Thanks again guys. Oh and nj I hope I get to post another dandy, I know where to look for a couple. I don't mind a little razzin, it helps keep people thinking of the somewhat less fortunate.


----------



## Leo Porcello (Jul 10, 2003)

Hats off to you. Anybody that has to go through that much pain to enjoy the sport they love deserves a round of applause. :beer:


----------



## buckseye (Dec 8, 2003)

The one on the left- taken with crossbow Dec 6th 2002 at 4:20 PM gross score is 184 net 168 3/4 The one on the right- taken with rifle in Nov 2000 gross score is 172 net 168. Looks can be deceiving!! I don't own the land where I got them so I can't really say.


----------



## djleye (Nov 14, 2002)

.....Nice!!!!!


----------



## Bobm (Aug 26, 2003)

Wow! :beer:


----------



## 870 XPRS (Mar 12, 2003)

I'll second that .....    .....Nice!!!!!


----------



## Leo Porcello (Jul 10, 2003)

Very Sweet! :beer:


----------



## GooseBuster3 (Mar 1, 2002)

Those sure are some dandys!! :beer:


----------



## Bob Kellam (Apr 8, 2004)

Good Job Buckseye!!!!!!!!!!!!!!!

Those are two of the Nicest Pheasants I have ever seen!!!!!!!!!!!!!

Just messin with ya  

Have a good one!!


----------



## nilsmaster (Sep 26, 2003)

buckseye,

Who did the taxidermy work if I may ask? I saw the original post and though, oh boy, here we go again but good to see people can be rationale. By the way, any special meaning to your name?


----------



## Militant_Tiger (Feb 23, 2004)

i like the one on the right, he looks delicous :lol:


----------



## buckseye (Dec 8, 2003)

Thanks everybody...not trying to make anyone feel bad but I get to hunt everyday all day of the season if I want. The longest hunt I have been on non-stop was 96 days, it started with morning doves in August and ended with a moose in December 1995. I either hunt or do something to make my hunting better everyday of the open seasons. And the rest of the year I scout, plan, repair, prepare and dream.
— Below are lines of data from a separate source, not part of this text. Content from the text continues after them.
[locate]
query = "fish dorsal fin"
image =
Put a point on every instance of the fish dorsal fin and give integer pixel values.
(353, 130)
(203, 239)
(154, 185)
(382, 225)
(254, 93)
Hey Nils...I'm happy you also feel free to participate in more than one forum. The taxidermist is from Glenburn, his name is John Wallen, I really like his work he is a true artist. I thought Oh boy here we go again too  but am thankful everyone is understanding. On the handle...a buckseye was long ago what we call a bullseye now and was also used by the military for the same. Cheers to ya all :beer:


----------



## headhunter (Oct 10, 2002)

Nice mountain goats Buckseye. Have you seen the website "stevens family farm" ??? They are from Glenburn and have pics of most of the bucks they have killed. They have some real dandies posted. That NE area of Minot must have some of the better 'big buck' hunting in the state with the exception of the badland area? I know the Towner area and North is supposedly famous for big deer, congrads and good luck in scouting this summer

hoghunter :jammin:


----------



## 870 XPRS (Mar 12, 2003)

Those are some nice bucks that they shot.

http://www.stevensfarm.com/hunting.htm


----------



## PJ (Oct 1, 2002)

Nice deer, I got to get me some of that action.


----------



## zogman (Mar 20, 2002)

Buckseye,
Great deer! :beer: I haven't had a crack at a good one for about six years now. By the way you owe me a key board mine is now full of droul and shorted out. Good job. :thumb:


----------